Recap of #18NTC, Part 1: Blockchain for Good
The 18th annual NTEN Nonprofit Technology Conference (#18NTC) took place in New Orleans on Apr. 11 through 13. It was my second time attending the conference and while the venue was very different from last year, the energy, passion and general fabulousness was not.
NTC is the must-attend nonprofit conference for those interested in technology, digital marketing and online fundraising. Throw in some sessions on well-being, mindfulness and storytelling, you have the recipe for innovation and connection.
Also, there were tequila drinks in the exhibit hall. (Thank you, NOLA!)
The exhibit hall was sprawling but filled with friendly faces, some familiar and some new. There was something neat to check out in every corner, from live software demos to inflatable penguins to a live mural drawing at the Frontstream booth.
NTC is my favorite conference of the year, by far. Chock full of brilliant sessions, insightful small group roundtables and helpful people, NTEN has worked incredibly hard to create a community that is diverse, inclusive and kind. Cheers to the staff and volunteers who made it all a reality!
Here are just a few of my top takeaways from the conference sessions.
What the Heck Is Blockchain, and What Can It Do for Nonprofits?
In their incredibly educational session, “Blockchain For Nonprofits: Fact vs. Fiction,” nonprofits were treated to the insights of Sheila Warren, head of blockchain and distributed ledger technology at the World Economic Forum, and Marnie Webb, CEO of Caravan Studios and TechSoup speaker.
I walked into the session having heard of blockchain, but still not truly understanding what it is or the potential that it provides for social good organizations. Warren and Webb schooled me and then some!

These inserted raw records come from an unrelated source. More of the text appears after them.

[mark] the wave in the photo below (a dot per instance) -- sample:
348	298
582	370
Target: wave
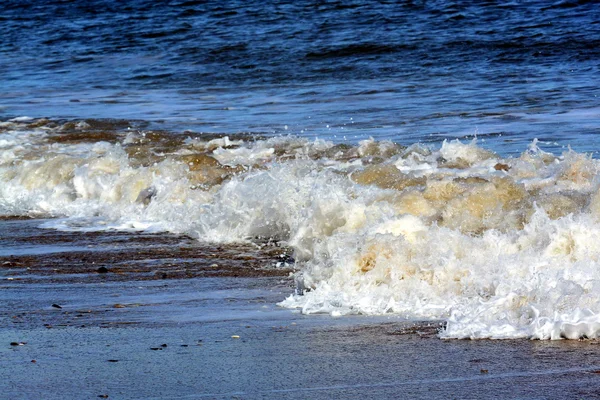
496	247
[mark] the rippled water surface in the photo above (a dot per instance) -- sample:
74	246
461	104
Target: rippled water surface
343	70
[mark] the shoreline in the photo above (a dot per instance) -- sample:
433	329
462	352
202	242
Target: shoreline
80	335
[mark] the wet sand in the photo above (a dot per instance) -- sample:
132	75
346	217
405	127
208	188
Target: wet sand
171	318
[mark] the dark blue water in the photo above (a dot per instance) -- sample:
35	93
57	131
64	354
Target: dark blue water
411	71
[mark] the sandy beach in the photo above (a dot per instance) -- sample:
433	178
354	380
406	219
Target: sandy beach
136	334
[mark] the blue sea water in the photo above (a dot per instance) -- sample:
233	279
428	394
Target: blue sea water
410	71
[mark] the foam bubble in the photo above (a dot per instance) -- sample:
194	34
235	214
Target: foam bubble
499	248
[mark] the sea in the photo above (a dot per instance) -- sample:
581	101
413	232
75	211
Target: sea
424	160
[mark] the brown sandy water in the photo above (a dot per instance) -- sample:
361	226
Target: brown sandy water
173	318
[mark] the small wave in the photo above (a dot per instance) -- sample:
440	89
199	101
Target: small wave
496	247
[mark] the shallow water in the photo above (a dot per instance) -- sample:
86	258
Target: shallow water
328	130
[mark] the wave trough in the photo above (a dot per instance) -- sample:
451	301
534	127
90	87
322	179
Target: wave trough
496	247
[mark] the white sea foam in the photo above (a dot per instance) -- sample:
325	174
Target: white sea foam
498	248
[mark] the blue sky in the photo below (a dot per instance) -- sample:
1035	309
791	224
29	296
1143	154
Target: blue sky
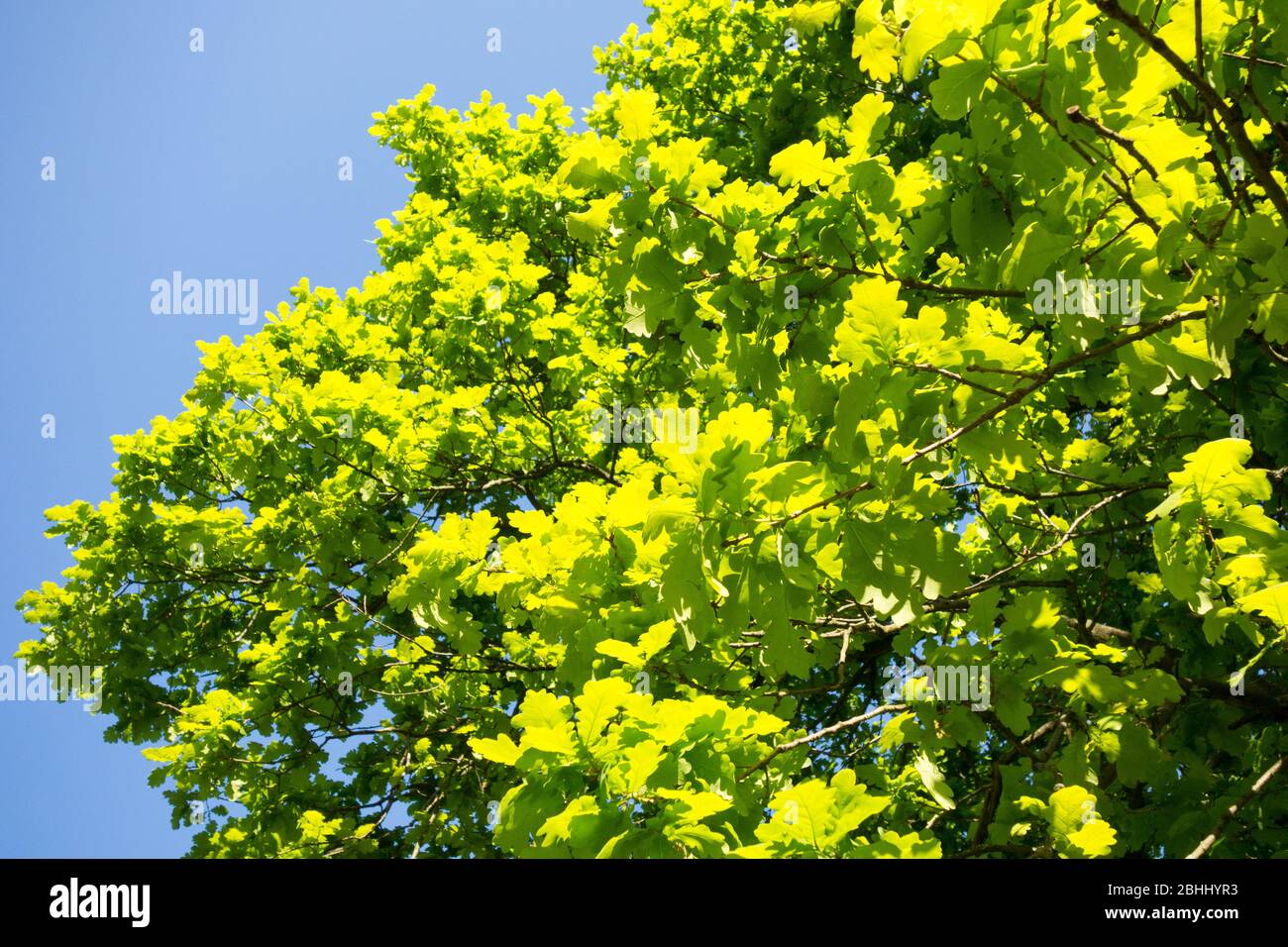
220	163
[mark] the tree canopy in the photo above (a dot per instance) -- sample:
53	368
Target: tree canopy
867	440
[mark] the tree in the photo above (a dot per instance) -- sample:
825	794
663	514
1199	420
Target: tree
867	440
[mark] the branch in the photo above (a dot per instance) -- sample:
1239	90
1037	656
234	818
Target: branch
1203	847
825	732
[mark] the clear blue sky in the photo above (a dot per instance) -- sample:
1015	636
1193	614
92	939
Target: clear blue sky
220	163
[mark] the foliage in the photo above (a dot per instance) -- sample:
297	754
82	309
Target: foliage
381	590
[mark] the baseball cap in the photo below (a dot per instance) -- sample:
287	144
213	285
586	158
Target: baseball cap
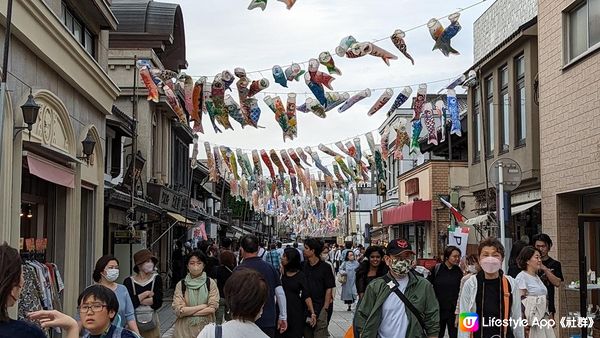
398	246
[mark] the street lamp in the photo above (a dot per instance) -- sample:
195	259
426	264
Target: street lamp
30	110
88	147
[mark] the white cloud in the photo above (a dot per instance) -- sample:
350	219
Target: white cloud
223	34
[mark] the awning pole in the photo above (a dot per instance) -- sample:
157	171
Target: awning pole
164	233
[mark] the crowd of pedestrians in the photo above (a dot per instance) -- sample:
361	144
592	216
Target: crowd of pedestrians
289	292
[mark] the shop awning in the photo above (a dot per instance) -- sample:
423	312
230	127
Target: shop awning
179	218
478	220
50	171
520	208
416	211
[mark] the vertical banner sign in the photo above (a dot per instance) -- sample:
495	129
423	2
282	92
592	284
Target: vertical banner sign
459	238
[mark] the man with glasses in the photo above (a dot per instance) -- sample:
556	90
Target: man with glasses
98	306
405	302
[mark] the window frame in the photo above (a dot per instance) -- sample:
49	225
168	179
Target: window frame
68	14
567	12
504	110
476	122
490	133
520	140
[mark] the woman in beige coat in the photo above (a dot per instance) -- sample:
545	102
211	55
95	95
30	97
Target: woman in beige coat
196	298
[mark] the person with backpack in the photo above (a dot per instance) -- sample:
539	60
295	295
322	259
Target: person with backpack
145	291
399	304
445	278
492	295
196	298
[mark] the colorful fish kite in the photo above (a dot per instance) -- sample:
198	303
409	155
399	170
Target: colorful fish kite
443	37
354	99
381	101
419	101
454	113
317	76
279	76
398	41
149	83
326	60
430	124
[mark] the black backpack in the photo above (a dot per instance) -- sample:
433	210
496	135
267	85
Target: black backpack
184	287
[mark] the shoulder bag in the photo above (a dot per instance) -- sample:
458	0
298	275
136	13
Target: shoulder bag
144	314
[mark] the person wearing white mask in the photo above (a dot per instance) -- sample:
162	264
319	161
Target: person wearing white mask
493	296
145	291
106	273
196	298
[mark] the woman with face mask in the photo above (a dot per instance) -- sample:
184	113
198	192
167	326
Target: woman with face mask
348	268
145	291
196	298
11	283
106	273
492	295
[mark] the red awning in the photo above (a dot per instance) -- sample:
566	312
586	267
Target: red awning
416	211
50	171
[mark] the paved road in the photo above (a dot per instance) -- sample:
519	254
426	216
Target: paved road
340	321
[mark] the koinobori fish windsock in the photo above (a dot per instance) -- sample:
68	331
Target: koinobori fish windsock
279	76
318	76
430	124
419	101
149	83
354	99
326	60
398	41
385	143
443	37
268	163
454	113
416	132
400	99
290	111
381	101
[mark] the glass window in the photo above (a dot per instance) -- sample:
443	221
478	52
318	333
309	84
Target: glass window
490	121
583	27
476	127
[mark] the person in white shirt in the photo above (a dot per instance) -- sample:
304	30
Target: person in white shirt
245	294
534	291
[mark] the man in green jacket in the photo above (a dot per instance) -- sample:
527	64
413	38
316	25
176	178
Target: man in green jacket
382	313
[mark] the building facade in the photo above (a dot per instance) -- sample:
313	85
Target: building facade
504	115
54	196
569	77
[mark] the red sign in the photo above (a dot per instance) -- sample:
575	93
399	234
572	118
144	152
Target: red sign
412	186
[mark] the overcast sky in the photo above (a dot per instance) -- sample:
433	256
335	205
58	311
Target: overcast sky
225	34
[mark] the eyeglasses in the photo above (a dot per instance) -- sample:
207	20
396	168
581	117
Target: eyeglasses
94	307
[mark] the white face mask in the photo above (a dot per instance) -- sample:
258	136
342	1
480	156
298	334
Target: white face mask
112	275
148	267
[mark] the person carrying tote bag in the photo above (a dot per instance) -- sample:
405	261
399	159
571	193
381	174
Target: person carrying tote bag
145	291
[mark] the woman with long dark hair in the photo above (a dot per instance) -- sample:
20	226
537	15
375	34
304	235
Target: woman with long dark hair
11	283
369	269
299	304
196	298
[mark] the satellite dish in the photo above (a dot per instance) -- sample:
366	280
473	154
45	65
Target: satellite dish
511	173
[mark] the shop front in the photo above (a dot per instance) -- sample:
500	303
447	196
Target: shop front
411	221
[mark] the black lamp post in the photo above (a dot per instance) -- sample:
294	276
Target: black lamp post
30	111
88	147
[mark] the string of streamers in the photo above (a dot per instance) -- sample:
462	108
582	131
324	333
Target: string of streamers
459	10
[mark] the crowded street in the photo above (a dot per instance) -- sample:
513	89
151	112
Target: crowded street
299	169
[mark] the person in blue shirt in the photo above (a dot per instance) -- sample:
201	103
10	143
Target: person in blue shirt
11	283
98	307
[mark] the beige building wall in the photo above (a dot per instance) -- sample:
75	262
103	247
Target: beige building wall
569	133
75	94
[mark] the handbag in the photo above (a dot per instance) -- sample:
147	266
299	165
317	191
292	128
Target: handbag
144	314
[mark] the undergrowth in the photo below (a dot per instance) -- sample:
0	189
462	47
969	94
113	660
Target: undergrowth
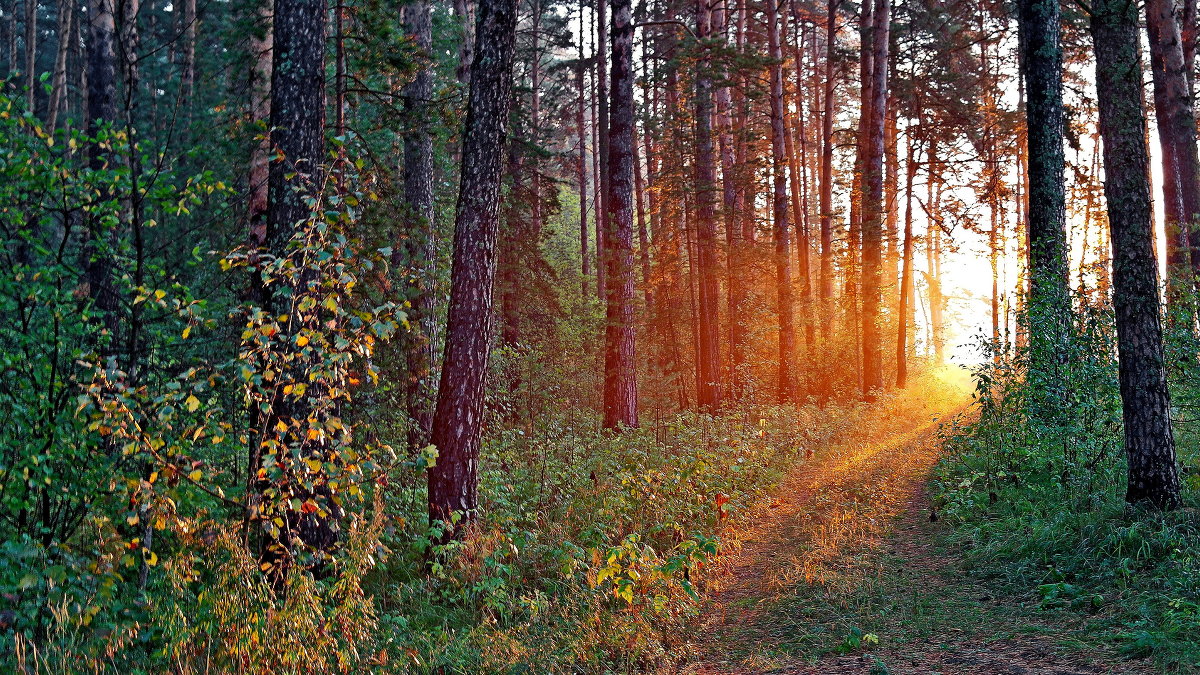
594	548
1041	508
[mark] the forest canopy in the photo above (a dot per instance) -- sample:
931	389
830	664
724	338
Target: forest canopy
396	335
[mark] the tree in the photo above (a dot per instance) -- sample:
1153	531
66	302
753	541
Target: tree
298	136
711	386
873	202
779	209
1049	314
1146	406
417	228
1177	139
619	376
457	418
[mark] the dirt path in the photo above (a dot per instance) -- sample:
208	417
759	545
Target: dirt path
840	573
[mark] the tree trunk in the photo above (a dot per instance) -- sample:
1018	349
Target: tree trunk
1177	138
730	213
417	226
1039	29
465	11
1146	407
826	197
709	384
31	54
581	103
298	125
905	305
619	363
873	203
187	69
457	420
59	83
603	145
261	53
779	201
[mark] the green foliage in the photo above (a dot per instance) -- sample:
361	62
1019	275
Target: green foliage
1041	506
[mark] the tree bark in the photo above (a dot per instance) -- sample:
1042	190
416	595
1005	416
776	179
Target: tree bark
261	53
1038	22
905	305
1177	139
709	381
31	54
417	226
873	203
619	363
786	386
826	197
1146	407
457	419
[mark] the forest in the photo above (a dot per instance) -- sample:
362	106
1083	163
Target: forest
681	336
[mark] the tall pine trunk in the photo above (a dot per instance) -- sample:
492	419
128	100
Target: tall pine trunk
1049	314
1146	407
785	386
619	363
457	419
418	227
709	384
873	203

The best way that I can explain it is like this: Blockchain is similar to the Internet, in that you build cool things on top of it. According to the World Bank, blockchain is “a digital ledger in which transactions made in bitcoin or another cryptocurrency are recorded chronologically and publicly.”
The power of blockchain for nonprofits remains to be seen, but Warren and Webb laid out quite a few use cases that blew my mind.
- It can make sending a receiving money, especially to and from the developing world, much easier and completely free.
- It can protect open data, where accountability and transparency are key—think Freedom of Information Act requests, counting refugees in encampments and employees reporting workplace harassment.
- It can verify that something—food, furniture, jewelry—is sustainably sourced, because it can keep a record that holds companies accountable each step of the way.
- It can help in tracking aid shipments to ensure that food and supplies are reaching their destinations.
- It can prove ownership and digital identity, which would help transient populations, refugees, asylum seekers, immigrants and more.
The World Economic Forum has a free white paper on this topic: “Blockchain - Beyond the Hype.”